Denver Joins Suit Against E-Cigarette Giant JUUL, Saying It Marketed To Teens
Colorado’s largest city is joining litigation against e-cigarette giant JUUL over its marketing. The suit contends JUUL’s marketing has played a driving role in high teen vaping rates seen nationwide and in Colorado, which has the country’s highest youth rate.
In the city of Denver, one in five teens say they vape electronic cigarettes, according to Denver Public Health.
“We're hoping to get the word out to our young people that vaping and e-cigarettes are not safe, they are not a healthy alternative, that there are serious health risks,” said city attorney Kristin Bronson in an interview. “They really need to stay away from these products.”
Greg Conley, president of the American Vaping Association, is skeptical about the growing number of lawsuits being filed against the company. "JUUL absolutely made mistakes in their earliest days, but from reading the complaints filed in many of these lawsuits, the lawsuits appear to be frivolous and won't survive very far into the litigation process," he said.
Bronson said she briefed Mayor Michael Hancock on the litigation and he signed a formal letter to file a lawsuit on behalf of the city against the company. “JUUL’s initial marketing was totally youth-oriented,” Bronson said, using images and sweet flavors to lure teens.
She noted a CDC report found a single JUUL pod contains as much highly addictive nicotine as a pack of cigarettes and that vape liquid can turn into aerosol. She said the liquid can contain toxic particles and volatile organic compounds shown to be linked to chronic obstructive pulmonary disease, seizures and other health concerns. But the company didn’t tell the public, she said.
“Their marketing practices were deceptive about the potency of these pods, and nicotine addiction and kids. So that is another basis for our lawsuit,” Bronson said.
Denver joins Boulder, Eagle and Pitkin counties in the litigation, which includes local governments in other states. The four governments have joined what’s called multi-district litigation. They signed up with a Seattle firm, Keller Rohrback, which represents counties and school districts, including some in Washington state, that are suing JUUL. King and Skagit counties, La Conner School District and Seattle Public schools have all recently sued JUUL.

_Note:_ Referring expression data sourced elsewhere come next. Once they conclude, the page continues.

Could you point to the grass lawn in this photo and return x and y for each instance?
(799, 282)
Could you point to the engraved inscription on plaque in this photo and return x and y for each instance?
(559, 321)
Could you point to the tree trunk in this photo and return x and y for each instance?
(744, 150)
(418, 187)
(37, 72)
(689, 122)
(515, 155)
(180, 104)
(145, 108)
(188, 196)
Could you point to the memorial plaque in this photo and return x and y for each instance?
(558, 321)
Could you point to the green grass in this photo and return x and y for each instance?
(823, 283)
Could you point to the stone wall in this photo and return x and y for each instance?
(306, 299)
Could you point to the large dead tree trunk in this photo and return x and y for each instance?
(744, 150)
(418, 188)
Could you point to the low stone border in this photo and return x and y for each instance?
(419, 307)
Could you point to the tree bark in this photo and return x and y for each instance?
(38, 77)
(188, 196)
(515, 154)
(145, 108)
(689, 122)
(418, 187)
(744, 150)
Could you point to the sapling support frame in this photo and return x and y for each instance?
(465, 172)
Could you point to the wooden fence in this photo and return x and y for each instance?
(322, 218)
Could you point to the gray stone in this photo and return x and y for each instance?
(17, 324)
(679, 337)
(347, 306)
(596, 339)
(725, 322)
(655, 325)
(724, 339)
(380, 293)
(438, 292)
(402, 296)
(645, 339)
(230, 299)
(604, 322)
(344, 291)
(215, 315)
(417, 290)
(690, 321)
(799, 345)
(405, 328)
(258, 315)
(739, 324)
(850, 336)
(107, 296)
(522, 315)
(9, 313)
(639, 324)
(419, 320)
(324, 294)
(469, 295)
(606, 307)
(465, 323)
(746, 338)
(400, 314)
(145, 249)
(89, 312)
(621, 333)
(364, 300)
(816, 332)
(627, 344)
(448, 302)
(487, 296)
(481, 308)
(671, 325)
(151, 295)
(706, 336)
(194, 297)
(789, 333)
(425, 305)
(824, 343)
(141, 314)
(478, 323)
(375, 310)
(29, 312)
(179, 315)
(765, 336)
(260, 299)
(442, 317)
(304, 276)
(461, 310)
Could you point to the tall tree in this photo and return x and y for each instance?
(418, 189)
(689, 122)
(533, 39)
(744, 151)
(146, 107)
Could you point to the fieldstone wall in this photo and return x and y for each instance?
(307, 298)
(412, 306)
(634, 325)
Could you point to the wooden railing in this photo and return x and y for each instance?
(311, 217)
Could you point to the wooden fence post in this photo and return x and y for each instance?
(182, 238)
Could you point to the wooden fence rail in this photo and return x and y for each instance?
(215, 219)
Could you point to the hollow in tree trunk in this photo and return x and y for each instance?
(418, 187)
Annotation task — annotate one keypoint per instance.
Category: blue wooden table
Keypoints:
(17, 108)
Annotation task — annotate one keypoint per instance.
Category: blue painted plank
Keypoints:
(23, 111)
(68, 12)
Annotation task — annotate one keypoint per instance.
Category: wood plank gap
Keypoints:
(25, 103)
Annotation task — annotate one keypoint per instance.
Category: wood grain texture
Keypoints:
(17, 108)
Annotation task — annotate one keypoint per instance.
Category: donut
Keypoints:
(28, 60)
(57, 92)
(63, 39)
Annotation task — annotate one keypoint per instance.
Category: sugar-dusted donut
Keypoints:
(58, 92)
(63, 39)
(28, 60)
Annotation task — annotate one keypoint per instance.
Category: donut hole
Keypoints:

According to papers filed in court, JUUL Labs' leaders carefully examined how big tobacco used sophisticated marketing to target teens and then used the same strategy.
JUUL didn’t immediately respond to a request for comment. But when other Colorado governments first joined the litigation, a spokesman said the company doesn't intend to attract underage users and is taking steps to combat underage use.
E-cigarettes are now the second most-tried substance among Colorado youth, after alcohol, according to Denver Public Health. “We are unfortunately ground zero for this crisis,” said Bronson.
One legal expert estimates JUUL now faces at least 200 lawsuits, including many from local governments.